1960 lithograph by M. C. Escher

Ascending and Descending is a lithograph print by the Dutch artist M. C. Escher first printed in March 1960. The original print measures 14 × 11+1/4 in. The lithograph depicts a large building roofed by a never-ending staircase. Two lines of identically dressed men appear on the staircase, one line ascending while the other descends.

==Description==
The lithograph shows two lines of identically dressed men on the staircase, one line ascending while the other descends. Two figures sit apart from the people on the endless staircase: one in a secluded courtyard, the other on a lower set of stairs. While most two-dimensional artists use relative proportions to create an illusion of depth, Escher here and elsewhere uses conflicting proportions to create the visual paradox.

The two concentric processions on the stairs use enough people to emphasise the lack of vertical rise and fall. In addition, the shortness of the tunics worn by the people makes it clear that some are stepping up and some are stepping down.

==Background and influences==
Ascending and Descending was influenced by, and is an artistic implementation of, the Penrose stairs, an impossible object; Lionel Penrose had first published his concept in the February 1958 issue of the British Journal of Psychology. Escher developed the theme further in his print Waterfall, which appeared in 1961.

Two earlier Escher pictures that feature stairs are House of Stairs and Relativity.

The work is referenced in The Simpsons' 1991 episode "Brush with Greatness".

===Architectural influences===
In a 1969 letter, Escher attributed the architecture of his prints to the southern Italian buildings he had seen in Amalfi Coast towns, including Atrani, which he had depicted in his work of the early 1930s.

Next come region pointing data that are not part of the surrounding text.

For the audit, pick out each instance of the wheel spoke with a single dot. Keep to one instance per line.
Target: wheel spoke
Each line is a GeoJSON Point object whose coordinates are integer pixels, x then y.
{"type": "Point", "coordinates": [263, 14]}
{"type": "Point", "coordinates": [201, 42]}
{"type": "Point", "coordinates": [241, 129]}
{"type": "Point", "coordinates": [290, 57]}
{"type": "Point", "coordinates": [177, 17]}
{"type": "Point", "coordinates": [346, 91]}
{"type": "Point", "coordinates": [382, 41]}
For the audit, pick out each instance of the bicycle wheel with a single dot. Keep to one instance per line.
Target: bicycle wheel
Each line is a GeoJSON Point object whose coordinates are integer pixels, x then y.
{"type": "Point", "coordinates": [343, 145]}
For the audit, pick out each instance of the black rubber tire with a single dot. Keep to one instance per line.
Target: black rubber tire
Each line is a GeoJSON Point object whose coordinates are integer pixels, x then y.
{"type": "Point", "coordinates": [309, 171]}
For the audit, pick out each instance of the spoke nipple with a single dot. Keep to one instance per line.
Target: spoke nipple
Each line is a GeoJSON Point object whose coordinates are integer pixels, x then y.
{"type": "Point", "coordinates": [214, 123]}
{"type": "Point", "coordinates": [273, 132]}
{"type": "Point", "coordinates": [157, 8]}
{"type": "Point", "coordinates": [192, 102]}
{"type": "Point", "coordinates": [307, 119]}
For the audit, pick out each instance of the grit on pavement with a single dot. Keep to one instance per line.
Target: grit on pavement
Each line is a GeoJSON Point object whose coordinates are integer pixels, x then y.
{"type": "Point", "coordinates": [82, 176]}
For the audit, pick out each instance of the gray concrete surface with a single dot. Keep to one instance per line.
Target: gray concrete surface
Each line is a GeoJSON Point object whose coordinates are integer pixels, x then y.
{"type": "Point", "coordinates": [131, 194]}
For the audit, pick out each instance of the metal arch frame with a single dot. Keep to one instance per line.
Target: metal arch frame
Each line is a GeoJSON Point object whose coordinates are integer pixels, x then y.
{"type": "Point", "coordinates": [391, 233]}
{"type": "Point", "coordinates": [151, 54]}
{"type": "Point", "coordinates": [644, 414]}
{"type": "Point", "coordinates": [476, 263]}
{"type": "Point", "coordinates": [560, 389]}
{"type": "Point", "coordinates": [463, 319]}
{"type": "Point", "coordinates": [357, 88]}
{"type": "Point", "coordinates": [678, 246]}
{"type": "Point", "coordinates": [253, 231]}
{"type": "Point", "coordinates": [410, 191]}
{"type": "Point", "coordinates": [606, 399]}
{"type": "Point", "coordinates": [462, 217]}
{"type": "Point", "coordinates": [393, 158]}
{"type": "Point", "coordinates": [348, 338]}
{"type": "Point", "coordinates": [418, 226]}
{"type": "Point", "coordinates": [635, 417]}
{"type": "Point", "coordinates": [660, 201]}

Escher documented the Mediterranean architectural influences, stating: "When it comes to architecture, in my prints I have been strongly influenced by southern Italian buildings, where Norman, Romanesque, Saracen and Moorish influences can often be distinguished." He described a preference for "bread roll domes, flat, whitewashed roofs, and plastered walls" and stated that "almost all these elements I saw on the Amalfi coast."

==Interpretation==
The structure is embedded in human activity. By showing an unaccountable ritual of what Escher calls an 'unknown' sect, Escher has added an air of mystery to the people who ascend and descend the stairs. Therefore, the stairs themselves tend to become incorporated into that mysterious appearance.

There are 'free' people and Escher said of these: 'recalcitrant individuals refuse, for the time being, to take part in the exercise of treading the stairs. They have no use for it at all, but no doubt, sooner or later they will be brought to see the error of their non-conformity.'

Escher suggests that not only the labours, but the very lives of these monk-like people are carried out in an inescapable, coercive and bizarre environment. Another possible source for the look of the people is the Dutch idiom monnikenwerk ("a monk's job"), which refers to a long and repetitive working activity with absolutely no practical purposes or results, and, by extension, to something completely useless.